He applied the “Page 99 Test” to his new book, Force and Freedom: Kant's Legal and Political Philosophy, and reported the following:
In Force and Freedom, I try to explain and defend Kant’s legal and political philosophy. Kantian ideas have had a considerable indirect influence on political philosophy, but Kant’s own arguments have been neglected. His central claim is that force can only be used to uphold a system of equal freedom. That claim has been rejected as empty or incomprehensible by writers in many different traditions. I show that Kant’s ideas are not only coherent, but powerful and appealing. Kant understands freedom in terms of each person’s independence of the choice of any other.
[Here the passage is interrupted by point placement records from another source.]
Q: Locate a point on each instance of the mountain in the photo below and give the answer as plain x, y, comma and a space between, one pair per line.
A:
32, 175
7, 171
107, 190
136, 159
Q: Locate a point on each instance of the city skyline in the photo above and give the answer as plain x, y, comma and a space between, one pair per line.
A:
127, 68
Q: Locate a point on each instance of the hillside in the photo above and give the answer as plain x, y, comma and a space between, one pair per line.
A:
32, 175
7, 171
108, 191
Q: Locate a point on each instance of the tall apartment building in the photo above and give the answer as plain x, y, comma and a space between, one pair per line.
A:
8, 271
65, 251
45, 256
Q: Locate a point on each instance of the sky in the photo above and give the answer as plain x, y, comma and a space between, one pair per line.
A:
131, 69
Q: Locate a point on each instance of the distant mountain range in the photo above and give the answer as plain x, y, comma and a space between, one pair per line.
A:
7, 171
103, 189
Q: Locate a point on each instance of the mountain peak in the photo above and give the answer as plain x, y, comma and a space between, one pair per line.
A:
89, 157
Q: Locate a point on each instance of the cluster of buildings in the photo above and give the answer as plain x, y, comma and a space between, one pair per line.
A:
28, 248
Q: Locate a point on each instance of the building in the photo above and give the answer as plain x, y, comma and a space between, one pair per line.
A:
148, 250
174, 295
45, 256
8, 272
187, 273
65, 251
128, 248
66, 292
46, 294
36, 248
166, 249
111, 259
The systematic requirements of freedom generate familiar legal doctrines of property and contract, but such private rights are only enforceable in a condition of what he calls “public right” in which citizens reason and act together through public institutions.Read an excerpt from Force and Freedom, and learn more about the book at the Harvard University Press website.
Page 99 is in the middle of a discussion of the acquisition of private property. Acquisition is an important topic for political philosophy, less because anyone thinks that most property claims in modern society depend on it, than because it is puzzling how one person, acting entirely on his or her own initiative, manages to put others under an obligation – to avoid interfering with the acquired object – without consulting those others at all. The discussion is part of a negative argument to show why neither intention nor effort could have this power. Kant’s positive account explains individual acquisition as an exercise of political authority, and so provides the starting point for his explanation of public right. So page 99 is pivotal to the argument of the book as a whole, though you might not know it from that page alone – a common difficulty while reading (about) Kant.